Communities in the Cedar Valley are still struggling with the issue of legalized fireworks.
That’s not a bad thing. Taking the time to determine the most palatable course for the greatest number of residents for future years is a better approach than knee-jerk reactions.
That’s what happened in Cedar Falls, where council members voted earlier this month to implement a fireworks ban in the city after allowing them for a nearly five-week span this year.
On Aug. 21, after hearing from residents, council members reversed that decision and voted 4-3 against drafting an ordinance to ban fireworks. The council then voted 6-1 to send the matter back to committee for more discussion.
Council members took the votes after listening to arguments from residents on both sides of the issue.
“I’m a little conflicted myself,” said Councilman Frank Darrah. “I’d love to ban fireworks. For me, that’s the bottom line. But I also heard a lot of really good ideas tonight. ... I also want to be respectful of individuals in our community who are responsible users.”

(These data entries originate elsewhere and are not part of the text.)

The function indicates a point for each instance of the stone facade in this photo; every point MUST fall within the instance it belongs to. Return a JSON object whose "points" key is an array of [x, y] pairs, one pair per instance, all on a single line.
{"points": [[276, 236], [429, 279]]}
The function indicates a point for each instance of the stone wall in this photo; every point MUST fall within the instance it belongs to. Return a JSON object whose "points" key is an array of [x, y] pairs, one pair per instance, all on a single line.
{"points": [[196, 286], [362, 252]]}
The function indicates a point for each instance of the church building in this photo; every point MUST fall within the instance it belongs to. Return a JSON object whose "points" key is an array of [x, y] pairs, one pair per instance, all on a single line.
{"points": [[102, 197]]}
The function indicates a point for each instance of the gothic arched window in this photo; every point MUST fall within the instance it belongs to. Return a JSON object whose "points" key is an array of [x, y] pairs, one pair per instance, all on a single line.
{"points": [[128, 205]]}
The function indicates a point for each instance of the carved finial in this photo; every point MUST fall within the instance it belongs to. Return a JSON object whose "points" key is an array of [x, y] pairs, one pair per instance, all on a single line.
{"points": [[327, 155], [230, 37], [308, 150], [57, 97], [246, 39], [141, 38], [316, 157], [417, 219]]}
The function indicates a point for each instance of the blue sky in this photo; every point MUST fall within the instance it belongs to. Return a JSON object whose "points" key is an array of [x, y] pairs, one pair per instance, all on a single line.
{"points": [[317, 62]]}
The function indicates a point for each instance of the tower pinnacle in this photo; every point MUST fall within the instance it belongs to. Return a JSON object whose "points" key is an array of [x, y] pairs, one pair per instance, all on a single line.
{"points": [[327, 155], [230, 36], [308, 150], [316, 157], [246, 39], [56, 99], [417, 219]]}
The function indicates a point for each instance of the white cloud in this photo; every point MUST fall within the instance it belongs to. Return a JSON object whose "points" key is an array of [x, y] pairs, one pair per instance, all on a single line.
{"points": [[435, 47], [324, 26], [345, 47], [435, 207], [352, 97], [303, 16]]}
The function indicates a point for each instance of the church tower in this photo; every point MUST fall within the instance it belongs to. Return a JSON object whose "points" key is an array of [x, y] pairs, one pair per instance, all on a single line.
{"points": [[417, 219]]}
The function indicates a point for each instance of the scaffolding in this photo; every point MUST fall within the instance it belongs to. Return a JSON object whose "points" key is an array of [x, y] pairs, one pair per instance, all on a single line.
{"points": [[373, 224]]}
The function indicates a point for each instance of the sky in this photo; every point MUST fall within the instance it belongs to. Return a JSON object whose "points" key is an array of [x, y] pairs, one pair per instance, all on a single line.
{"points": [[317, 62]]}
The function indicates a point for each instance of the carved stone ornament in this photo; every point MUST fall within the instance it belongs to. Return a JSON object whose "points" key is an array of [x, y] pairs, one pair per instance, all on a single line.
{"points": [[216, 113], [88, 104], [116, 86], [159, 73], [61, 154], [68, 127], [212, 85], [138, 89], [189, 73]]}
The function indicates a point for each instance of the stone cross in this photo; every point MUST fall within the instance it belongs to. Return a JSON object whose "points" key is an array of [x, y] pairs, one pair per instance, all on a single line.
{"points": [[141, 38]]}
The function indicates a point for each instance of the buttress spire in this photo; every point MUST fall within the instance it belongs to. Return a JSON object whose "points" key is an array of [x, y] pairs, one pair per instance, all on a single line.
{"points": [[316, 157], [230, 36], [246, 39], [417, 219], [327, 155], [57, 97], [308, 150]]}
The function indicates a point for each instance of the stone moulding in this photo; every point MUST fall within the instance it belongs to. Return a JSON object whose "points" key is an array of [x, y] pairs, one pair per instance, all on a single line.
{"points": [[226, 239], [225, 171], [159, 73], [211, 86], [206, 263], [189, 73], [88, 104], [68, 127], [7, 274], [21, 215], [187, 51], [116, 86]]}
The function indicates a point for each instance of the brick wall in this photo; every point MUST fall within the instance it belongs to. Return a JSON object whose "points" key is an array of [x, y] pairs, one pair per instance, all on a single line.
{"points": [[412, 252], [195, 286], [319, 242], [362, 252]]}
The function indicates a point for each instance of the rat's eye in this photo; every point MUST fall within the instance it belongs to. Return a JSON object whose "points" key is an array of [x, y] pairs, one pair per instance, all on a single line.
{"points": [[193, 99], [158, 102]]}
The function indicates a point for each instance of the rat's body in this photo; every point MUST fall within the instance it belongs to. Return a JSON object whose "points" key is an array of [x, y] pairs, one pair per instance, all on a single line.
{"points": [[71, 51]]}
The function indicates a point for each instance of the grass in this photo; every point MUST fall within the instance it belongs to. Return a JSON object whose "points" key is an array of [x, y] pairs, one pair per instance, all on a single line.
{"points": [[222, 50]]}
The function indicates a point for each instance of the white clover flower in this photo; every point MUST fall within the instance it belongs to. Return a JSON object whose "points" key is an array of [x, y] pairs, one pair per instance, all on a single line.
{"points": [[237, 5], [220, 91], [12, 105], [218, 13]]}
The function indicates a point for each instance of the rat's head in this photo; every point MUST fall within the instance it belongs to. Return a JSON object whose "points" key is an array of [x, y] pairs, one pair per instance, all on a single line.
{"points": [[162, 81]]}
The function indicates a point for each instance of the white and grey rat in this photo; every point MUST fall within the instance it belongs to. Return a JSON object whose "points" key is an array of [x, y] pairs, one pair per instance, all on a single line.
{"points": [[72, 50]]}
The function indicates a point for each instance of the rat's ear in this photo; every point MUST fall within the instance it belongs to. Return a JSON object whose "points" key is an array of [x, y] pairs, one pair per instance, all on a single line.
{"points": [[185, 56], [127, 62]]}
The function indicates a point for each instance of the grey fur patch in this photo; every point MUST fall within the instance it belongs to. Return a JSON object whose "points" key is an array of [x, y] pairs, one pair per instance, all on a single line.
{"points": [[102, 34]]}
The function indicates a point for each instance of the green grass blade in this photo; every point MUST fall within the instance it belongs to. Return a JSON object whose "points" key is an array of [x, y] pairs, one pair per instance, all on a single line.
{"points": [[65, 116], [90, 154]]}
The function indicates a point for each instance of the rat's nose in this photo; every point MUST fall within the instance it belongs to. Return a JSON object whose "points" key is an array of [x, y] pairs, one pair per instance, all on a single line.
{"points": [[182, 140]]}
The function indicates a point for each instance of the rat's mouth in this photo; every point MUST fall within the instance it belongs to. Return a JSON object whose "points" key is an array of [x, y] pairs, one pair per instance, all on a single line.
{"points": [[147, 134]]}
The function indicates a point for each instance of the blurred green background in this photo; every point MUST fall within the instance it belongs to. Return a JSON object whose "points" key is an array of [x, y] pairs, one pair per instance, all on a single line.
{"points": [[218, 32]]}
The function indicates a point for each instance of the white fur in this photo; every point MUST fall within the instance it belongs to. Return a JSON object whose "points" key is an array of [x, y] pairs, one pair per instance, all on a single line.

Many residents had complained about weeks of noise and debris from fireworks in June and July, disturbing pets and veterans with post-traumatic stress. Others said an outright ban is excessive and favored limiting the time fireworks could be discharged.
We stick with our previous opinion — stated prior to the initial Cedar Falls ban vote — that the long time frame of legalized fireworks was, by far, the biggest problem.

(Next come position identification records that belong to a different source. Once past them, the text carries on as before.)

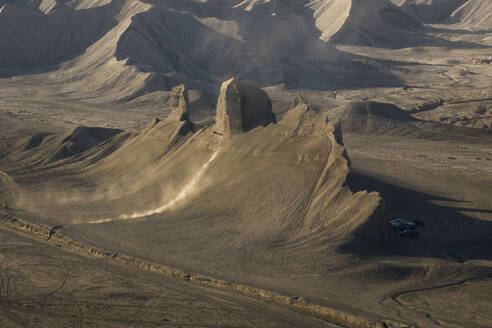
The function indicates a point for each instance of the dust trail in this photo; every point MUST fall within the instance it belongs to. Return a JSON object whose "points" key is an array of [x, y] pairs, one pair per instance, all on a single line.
{"points": [[187, 190]]}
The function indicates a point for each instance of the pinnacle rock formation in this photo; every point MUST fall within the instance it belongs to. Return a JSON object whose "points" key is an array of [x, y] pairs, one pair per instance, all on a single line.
{"points": [[179, 102], [242, 106]]}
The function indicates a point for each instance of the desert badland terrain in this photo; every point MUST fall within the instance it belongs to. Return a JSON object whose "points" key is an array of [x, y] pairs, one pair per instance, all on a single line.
{"points": [[237, 163]]}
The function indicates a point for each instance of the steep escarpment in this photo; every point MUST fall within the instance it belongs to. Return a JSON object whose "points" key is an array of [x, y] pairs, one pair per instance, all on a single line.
{"points": [[466, 14], [30, 38]]}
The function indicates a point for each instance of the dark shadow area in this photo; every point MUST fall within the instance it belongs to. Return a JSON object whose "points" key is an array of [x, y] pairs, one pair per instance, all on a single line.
{"points": [[49, 39], [447, 232]]}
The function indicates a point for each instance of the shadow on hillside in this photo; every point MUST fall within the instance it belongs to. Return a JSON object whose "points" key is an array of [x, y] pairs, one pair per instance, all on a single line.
{"points": [[449, 231]]}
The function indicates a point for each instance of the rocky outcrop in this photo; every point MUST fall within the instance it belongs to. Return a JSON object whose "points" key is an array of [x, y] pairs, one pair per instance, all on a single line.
{"points": [[179, 103], [242, 106]]}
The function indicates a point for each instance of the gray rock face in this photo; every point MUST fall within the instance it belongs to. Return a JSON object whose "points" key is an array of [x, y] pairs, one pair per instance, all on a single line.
{"points": [[179, 102], [242, 106]]}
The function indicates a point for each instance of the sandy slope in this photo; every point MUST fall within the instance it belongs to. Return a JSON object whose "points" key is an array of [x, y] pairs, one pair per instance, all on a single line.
{"points": [[278, 207]]}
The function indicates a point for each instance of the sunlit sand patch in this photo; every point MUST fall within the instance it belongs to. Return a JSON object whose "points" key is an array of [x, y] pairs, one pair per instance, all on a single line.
{"points": [[185, 192]]}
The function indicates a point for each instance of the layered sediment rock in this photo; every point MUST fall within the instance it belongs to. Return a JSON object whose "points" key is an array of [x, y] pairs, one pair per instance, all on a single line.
{"points": [[179, 102], [242, 106]]}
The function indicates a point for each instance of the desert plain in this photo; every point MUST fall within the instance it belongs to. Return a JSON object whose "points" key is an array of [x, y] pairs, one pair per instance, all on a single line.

The Legislature legalized the sale and use of consumer fireworks this year for the first time in 80 years, allowing them to be shot off on private property from June 1 through July 8 and again from Dec. 10 through Jan. 3. But cities can adopt more restrictive usage times.
In Cedar Falls, five weeks of legalized fireworks over June and July turned out to be overkill.
In Waterloo, councilmen voted 6-1 in May to only allow fireworks use from June 30 through July 4 – a much shorter and more practical time frame than the initial Cedar Falls regulations.
Even so, future fireworks use in Waterloo also is up in the air. A proposal narrowly endorsed by a Waterloo City Council subcommittee Monday would limit legalized fireworks to the Fourth of July.
Some residents there have pushed since for a total ban, calling fireworks a nuisance, while supporters have pushed back with calls to continue them.
Many fireworks proponents have used Fourth of July celebrations to back their arguments. Vietnam veteran and local businessman Greg Saul said the right to discharge fireworks is one of the freedoms he fought for.
“I support fireworks, and I think 80 percent of the veterans do. Let freedom ring, and let Cedar Falls celebrate, like most of the rest of the country, the Fourth of July.”
Yes, we support the ability to celebrate the Fourth of July with fireworks. It’s a longtime American tradition. But there’s no reason to celebrate the Fourth of July on June 1, or even June 30. People setting off fireworks in city neighborhoods in early June aren’t celebrating Independence Day.
The Fourth of July is still a deeply meaningful holiday for a lot of people. Frankly, we believe that long of a window for legal fireworks cheapens the actual holiday, a special day with the special privileges of setting off fireworks in celebration.